To find the mean of all elements x that belongs to cluster C\(_j\), we have:

$$\begin{aligned} c_j = \frac{1}{m} \sum _{x\in C_j} x \end{aligned}$$
(6)

m\(_j\) is the number of elements in C\(_j\).

Given formula (5), we minimize the summation of distance between each point in the cluster and the centroid in that cluster as follows:

$$\begin{aligned} \sum _{j=1}^k \sum _{x \in C_j}dist^2(x,c_j) \end{aligned}$$
(7)

As an example, in Fig. 5 students are grouped into 3 clusters, (excellent students, good students, weak students), based on the student performance features.

Fig. 5.
figure 5

Example: 20 students in 3 clusters by k-means

Fig. 6.
figure 6

Standard interface (left) vs. engergy-efficient interface (right)

In Fig. 5, the centroids are represented with grey dimension signs. Excellent students are represented by the blue dots. Good students are represented by the green multiplication signs. Finally, weak students are represented by the red asterisks. The Intelligent Advisor will provide all students in a cluster with the same homework and exams, but will also utilize personalized approaches to engage individual students to maximize their performances. For example, if a student demonstrates a lack of creativity, then the Intelligent Advisor will start providing them with more problems that they can solve with creative approaches.

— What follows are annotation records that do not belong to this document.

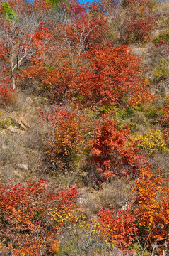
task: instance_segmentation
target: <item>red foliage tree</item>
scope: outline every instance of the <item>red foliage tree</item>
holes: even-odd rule
[[[0,184],[1,251],[15,256],[57,252],[59,231],[74,221],[77,197],[76,186],[55,190],[44,180]]]
[[[164,185],[162,177],[153,177],[146,167],[141,169],[134,192],[140,242],[143,247],[145,244],[148,248],[158,247],[158,255],[162,255],[161,247],[165,250],[165,245],[169,242],[169,188]]]
[[[134,174],[146,164],[139,154],[136,142],[130,139],[129,128],[126,126],[117,130],[116,122],[108,117],[96,124],[89,147],[92,161],[105,178],[120,175],[122,171]]]
[[[81,68],[74,90],[86,105],[136,105],[151,99],[141,77],[140,61],[127,46],[103,45],[91,48],[81,58],[82,61],[85,58],[90,62]]]
[[[101,209],[98,214],[100,235],[115,250],[129,250],[129,246],[136,239],[136,215],[132,212],[132,208],[130,206],[126,210],[119,210],[117,212],[113,209]]]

3.4 Energy-Aware Situation in IOLP

We designed IOLP to be energy efficient whether working on PCs or mobile devices. Since the display is considered the most energy consuming component, we implemented Li, Huyen, and Halford’s approach [15] for automatically rewriting the Cascading Style Sheets (CSS) files that empower the webpages under IOLP. By this engery-aware feature, the light-colored background that consumes more energy is switched to more energy friendly colors, which are usually darker, without sacrificing the user experience. Figure 6 shows the usual user interface and the energy friendly user interface side by side.

4 IOLP vs. MOOC

What makes IOLP different from the other major MOOC platforms, such as Coursera, edX, and Udacity, is the intelligent components working in the background to provide students with the best learning experience. Our main goal in IOLP is to make sure that every student gets the right amount of feedback based on his/her learning activities. Other platforms generally provide only a recorded lecture, navigation menu, and multiple-choice question homework. Students navigate the material freely without making sure they understand the previous chapter before jumping to the next one. While it provides students with freedom from the traditional classroom, it also risks losing students who need more direction. IOLP has two vital intelligent systems to follow up with student progress and always direct them to the right track, an advantage that is missing in other platforms. There, the students need to wait for a feedback from the assistants monitoring the class, a response to his/her questions on the questions form, or not getting an answer at all due the massive amount of students participating in the class. Our platform also uses a student help portal so students can ask tough questions, such as code compiling errors, and code semantic errors, that are considered too advanced to our current state-of-art artificial systems to answer.

5 Conclustion and Future Work

Our future work is two-fold:

  1. 1.

    To facilitate students from all over the globe to use our platform to get as many question wording biases as possible, so that our platform can be fully trained to answer any question that is input from a student whose first language is not English. Also, we seek to have a dataset of student features that would help the Intelligent Advisor to accurately cluster the next batch of students based on his/her performance. We also plan to implement a massive online testing of the platform to verify its accuracy and efficiency.

  2. 2.

    To escalate the situation-awareness level the IOLP possesses. As the system grows more sophisticated, owning more features, this objective becomes especially challenging.